Running MS-DOS 3.20 with qemu with the command qemu-system-i386 -fda ./images/disk01.img seems to work fine. Attaching GDB (with the command qemu-system-i386 -fda ./images/disk01.img -S -s for qemu and target remote localhost:1234 and just continuing the program also seems to work fine and as intended (MS-DOS boots up properly and everything). However, when I do the following while loop in GDB:
while 1
si
end
After a while of going through instructions, it prints out "Disk Boot Failure" on MS-DOS for some reason. This just doesn't make sense to me (after all the instructions in memory are supposed to the same, why would there be different behavior) and I have no idea what could be causing this, is there maybe something in GDB that could be causing this interference with QEMU?
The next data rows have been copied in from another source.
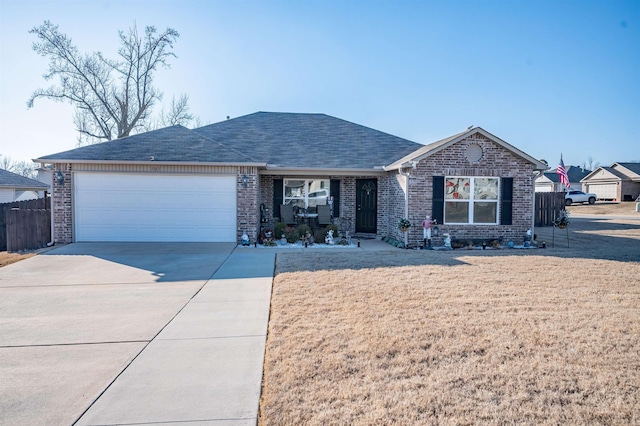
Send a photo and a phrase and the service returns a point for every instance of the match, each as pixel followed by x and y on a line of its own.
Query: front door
pixel 366 205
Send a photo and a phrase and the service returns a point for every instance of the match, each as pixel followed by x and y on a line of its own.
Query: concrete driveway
pixel 116 333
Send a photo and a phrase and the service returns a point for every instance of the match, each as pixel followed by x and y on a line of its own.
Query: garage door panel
pixel 604 190
pixel 130 207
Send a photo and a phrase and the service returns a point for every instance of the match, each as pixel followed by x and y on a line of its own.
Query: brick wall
pixel 347 219
pixel 248 216
pixel 61 205
pixel 496 161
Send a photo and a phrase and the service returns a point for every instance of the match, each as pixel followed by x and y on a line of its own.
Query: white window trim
pixel 471 200
pixel 306 193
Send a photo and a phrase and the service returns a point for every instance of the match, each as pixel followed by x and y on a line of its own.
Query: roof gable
pixel 430 149
pixel 630 169
pixel 604 173
pixel 575 174
pixel 309 141
pixel 12 180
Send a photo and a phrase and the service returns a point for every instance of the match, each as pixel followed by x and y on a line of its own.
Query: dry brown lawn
pixel 603 208
pixel 9 258
pixel 462 337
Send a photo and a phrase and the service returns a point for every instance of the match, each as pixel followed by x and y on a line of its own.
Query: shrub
pixel 291 234
pixel 303 229
pixel 333 227
pixel 279 229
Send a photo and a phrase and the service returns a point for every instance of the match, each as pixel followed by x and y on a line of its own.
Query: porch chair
pixel 286 215
pixel 324 215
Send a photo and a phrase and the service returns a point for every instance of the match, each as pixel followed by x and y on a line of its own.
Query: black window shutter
pixel 506 206
pixel 437 205
pixel 334 191
pixel 278 193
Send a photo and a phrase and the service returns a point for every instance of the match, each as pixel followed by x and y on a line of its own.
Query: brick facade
pixel 61 204
pixel 496 161
pixel 394 192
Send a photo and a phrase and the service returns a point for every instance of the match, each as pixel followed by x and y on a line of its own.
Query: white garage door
pixel 604 191
pixel 135 207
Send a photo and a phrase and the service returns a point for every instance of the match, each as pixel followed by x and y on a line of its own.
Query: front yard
pixel 411 337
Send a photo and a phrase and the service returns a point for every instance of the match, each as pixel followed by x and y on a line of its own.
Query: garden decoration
pixel 268 238
pixel 426 232
pixel 329 238
pixel 562 222
pixel 447 241
pixel 403 226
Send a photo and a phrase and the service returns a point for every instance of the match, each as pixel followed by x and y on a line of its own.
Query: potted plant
pixel 404 225
pixel 562 221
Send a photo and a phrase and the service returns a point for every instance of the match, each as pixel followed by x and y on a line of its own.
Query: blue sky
pixel 546 76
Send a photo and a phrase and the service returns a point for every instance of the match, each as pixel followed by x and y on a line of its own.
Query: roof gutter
pixel 305 171
pixel 44 161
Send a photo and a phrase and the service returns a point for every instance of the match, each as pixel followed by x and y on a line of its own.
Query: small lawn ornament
pixel 447 241
pixel 329 238
pixel 426 232
pixel 527 238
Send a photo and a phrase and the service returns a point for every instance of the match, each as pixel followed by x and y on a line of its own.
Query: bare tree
pixel 112 98
pixel 22 168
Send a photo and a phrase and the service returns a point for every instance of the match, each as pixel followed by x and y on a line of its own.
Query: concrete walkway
pixel 205 366
pixel 134 333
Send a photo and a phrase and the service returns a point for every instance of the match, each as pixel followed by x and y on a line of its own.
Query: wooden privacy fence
pixel 25 225
pixel 548 207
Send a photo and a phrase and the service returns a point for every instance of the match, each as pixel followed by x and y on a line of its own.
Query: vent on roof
pixel 473 153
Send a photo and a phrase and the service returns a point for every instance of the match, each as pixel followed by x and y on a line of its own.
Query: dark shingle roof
pixel 289 140
pixel 171 144
pixel 12 180
pixel 576 174
pixel 634 167
pixel 309 141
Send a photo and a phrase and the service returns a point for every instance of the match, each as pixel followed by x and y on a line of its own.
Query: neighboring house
pixel 618 182
pixel 212 183
pixel 14 187
pixel 549 181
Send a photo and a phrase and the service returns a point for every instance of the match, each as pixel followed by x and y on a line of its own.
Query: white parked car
pixel 579 197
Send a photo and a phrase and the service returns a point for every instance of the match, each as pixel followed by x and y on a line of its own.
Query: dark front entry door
pixel 366 205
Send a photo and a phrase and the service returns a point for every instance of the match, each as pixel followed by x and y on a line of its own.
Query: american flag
pixel 564 178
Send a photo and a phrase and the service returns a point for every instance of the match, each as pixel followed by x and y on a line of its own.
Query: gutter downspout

This is almost certainly something within DOS timing out because single-stepping instructions via the gdbstub means that the CPU executes very slowly.
QEMU (when used in non-icount mode) makes guest timer devices work on the host "wall clock" time, so if the guest says "this attempt to read the floppy disk should time out after 10 seconds" then it will time out after 10 real-world seconds. The emulated CPU, meanwhile, executes as fast as QEMU can make it go. Usually that's fine, but if you're slowing down the guest CPU by making every instruction executed round-trip via a gdb singlestep, the guest might not be able to execute as much of the BIOS or DOS code as it ought to before the timeout fires.
If you want instead to tie the simulation time to how many guest instructions have been executed (effectively setting the guest CPU speed and saying "when N instructions have been executed that's 1 second for the guest"), you can look at the -icount option. But the more usual approach is "don't do a lot of single-stepping in gdb, use breakpoints instead".